Publish or Perish

Directed by Annabel Jankel and Rocky Morton

Starring Dennis Quaid, Meg Ryan, Charlotte Rampling

Released March 18th, 1988 /Blu-ray street date: October 30th, 2018

Rated R

 

In the middle of a Christmastime heatwave in Austin, Texas, a man stumbles into a police station to report a murder: his own. Dexter Cornell (Dennis Quaid) is an English Professor with twenty four hours to live. He’s determined to spend that time figuring out who poisoned him and why. I would probably spend that time playing Xbox and eating junk food, but to each their own.

Who would want to kill a college professor? Could it be one of his colleagues, upset that they don’t have his tenure? Could it be his soon-to-be ex-wife, who is desperate for him to sign divorce papers? How about that attractive young student who wanted him to autograph his novel for her this morning after class? If we found ourselves in this situation, I wonder if it would surprise us how many people may want us dead. I think it would.

As Dex, Dennis Quaid really puts himself through the ringer on his quest to discover his murderer. He’s always drinking, smoking, swearing, and sweating. A fresh-faced Meg Ryan is Sydney with a Y, an adoring student who becomes inseparable from Dex, literally, after having his hand superglued to her wrist, in a fun if implausible riff on Hitchcock’s The 39 Steps. In addition to Quaid and Ryan, D.O.A.’s strong cast includes Daniel Stern, Brion James, and Charlotte Rampling, plus a young John Hawkes in one scene and a performance by Timbuk 3 in another.

This is a remake of the 1949 Rudolph Maté film D.O.A. starring Edmund O’Brien and Pamela Britton, not to be confused with the 1981 punk rock documentary D.O.A.: A Rite of Passage, or the 2006 martial arts movie D.O.A.: Dead or Alive, based on the video game series of the same name. The co-directors, Annabel Jankel and Rocky Morton, rose to fame after creating the cult icon Max Headroom and would later go on to helm the ill-fated Super Mario Brothers movie.
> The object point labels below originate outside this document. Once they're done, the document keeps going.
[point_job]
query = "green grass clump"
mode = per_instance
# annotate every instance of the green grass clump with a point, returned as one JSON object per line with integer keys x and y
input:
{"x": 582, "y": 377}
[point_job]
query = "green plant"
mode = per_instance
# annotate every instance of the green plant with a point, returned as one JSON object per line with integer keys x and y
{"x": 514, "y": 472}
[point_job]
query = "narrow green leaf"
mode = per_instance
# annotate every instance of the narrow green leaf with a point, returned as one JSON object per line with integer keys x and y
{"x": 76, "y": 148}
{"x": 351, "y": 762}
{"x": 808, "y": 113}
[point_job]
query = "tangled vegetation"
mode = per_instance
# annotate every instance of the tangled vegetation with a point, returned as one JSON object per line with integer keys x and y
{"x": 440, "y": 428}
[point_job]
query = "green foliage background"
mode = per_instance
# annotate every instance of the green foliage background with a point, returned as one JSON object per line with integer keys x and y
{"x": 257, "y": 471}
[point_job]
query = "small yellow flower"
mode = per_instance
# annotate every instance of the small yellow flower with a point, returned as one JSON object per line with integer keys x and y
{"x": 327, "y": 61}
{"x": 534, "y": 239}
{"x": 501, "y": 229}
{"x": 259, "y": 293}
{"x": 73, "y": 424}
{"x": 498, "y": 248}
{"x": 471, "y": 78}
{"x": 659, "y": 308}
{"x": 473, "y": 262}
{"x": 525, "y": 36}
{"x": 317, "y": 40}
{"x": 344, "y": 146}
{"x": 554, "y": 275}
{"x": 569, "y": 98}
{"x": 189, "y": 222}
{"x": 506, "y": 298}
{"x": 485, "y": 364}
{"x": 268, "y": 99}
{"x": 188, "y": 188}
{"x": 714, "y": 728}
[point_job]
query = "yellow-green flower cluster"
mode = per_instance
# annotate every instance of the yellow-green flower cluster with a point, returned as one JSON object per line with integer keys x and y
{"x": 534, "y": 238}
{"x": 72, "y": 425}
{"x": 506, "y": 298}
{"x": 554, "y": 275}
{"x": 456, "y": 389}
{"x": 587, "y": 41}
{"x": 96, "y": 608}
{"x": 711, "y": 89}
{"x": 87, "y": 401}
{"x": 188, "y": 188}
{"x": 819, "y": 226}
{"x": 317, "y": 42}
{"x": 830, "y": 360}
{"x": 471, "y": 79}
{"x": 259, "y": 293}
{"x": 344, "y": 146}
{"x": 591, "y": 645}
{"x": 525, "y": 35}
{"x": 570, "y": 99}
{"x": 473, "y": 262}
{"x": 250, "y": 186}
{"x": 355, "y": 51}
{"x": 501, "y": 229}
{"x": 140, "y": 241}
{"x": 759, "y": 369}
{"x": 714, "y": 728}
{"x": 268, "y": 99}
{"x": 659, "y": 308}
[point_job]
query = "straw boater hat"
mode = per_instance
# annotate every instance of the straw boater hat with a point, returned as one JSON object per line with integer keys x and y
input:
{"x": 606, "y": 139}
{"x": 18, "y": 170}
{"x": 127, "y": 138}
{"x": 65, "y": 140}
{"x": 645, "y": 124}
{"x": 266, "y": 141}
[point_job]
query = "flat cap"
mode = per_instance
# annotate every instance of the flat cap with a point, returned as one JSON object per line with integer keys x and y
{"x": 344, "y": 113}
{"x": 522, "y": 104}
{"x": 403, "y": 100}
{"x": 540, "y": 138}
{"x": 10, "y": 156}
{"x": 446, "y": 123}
This, their first feature film after working in advertising, animation, and television, proves to be an improvement over Maté’s filmin every way. Screenwriter Charles Edward Pogue completely overhauled the story, creating a film noir that thankfully never gets as convoluted or messy as the original, and Jankel and Morton manage to keep the suspense taut while scenes are peppered with interesting visuals throughout.

The transfer on the Kino Lorber Studio Classics Blu-ray is flawless, though the special features are slim-to-none. Besides assorted trailers for upcoming KL releases, all we have are two audio commentary tracks, one from each of the co-directors. I understand that Jankel and Morton are long since divorced, but couldn’t someone have edited their commentaries together?

From Morton’s commentary, we learn that they wanted to shoot the entire movie in black and white, but Touchstone Pictures, a division of Walt Disney Studios, put the kibosh on that. Morton also notes that Meg Ryan was supposed to appear nude in one scene, but the actress put the kibosh on that. From Jankel’s commentary, we learn that her brother Chaz provided the film’s score and that his music for the opening black and white tracking shot (a homage to the opening of the 1949 film) was inspired by the seminal 1980’s band The The. Jankel also acquieces that you probably couldn’t really superglue two people together, but they left that part in the movie anyway.

D.O.A. is a fun film noir that feels like it could have been released today, except for maybe Chaz Jankel’s score, which, full of wailing guitars and drum machines, has not aged well at all.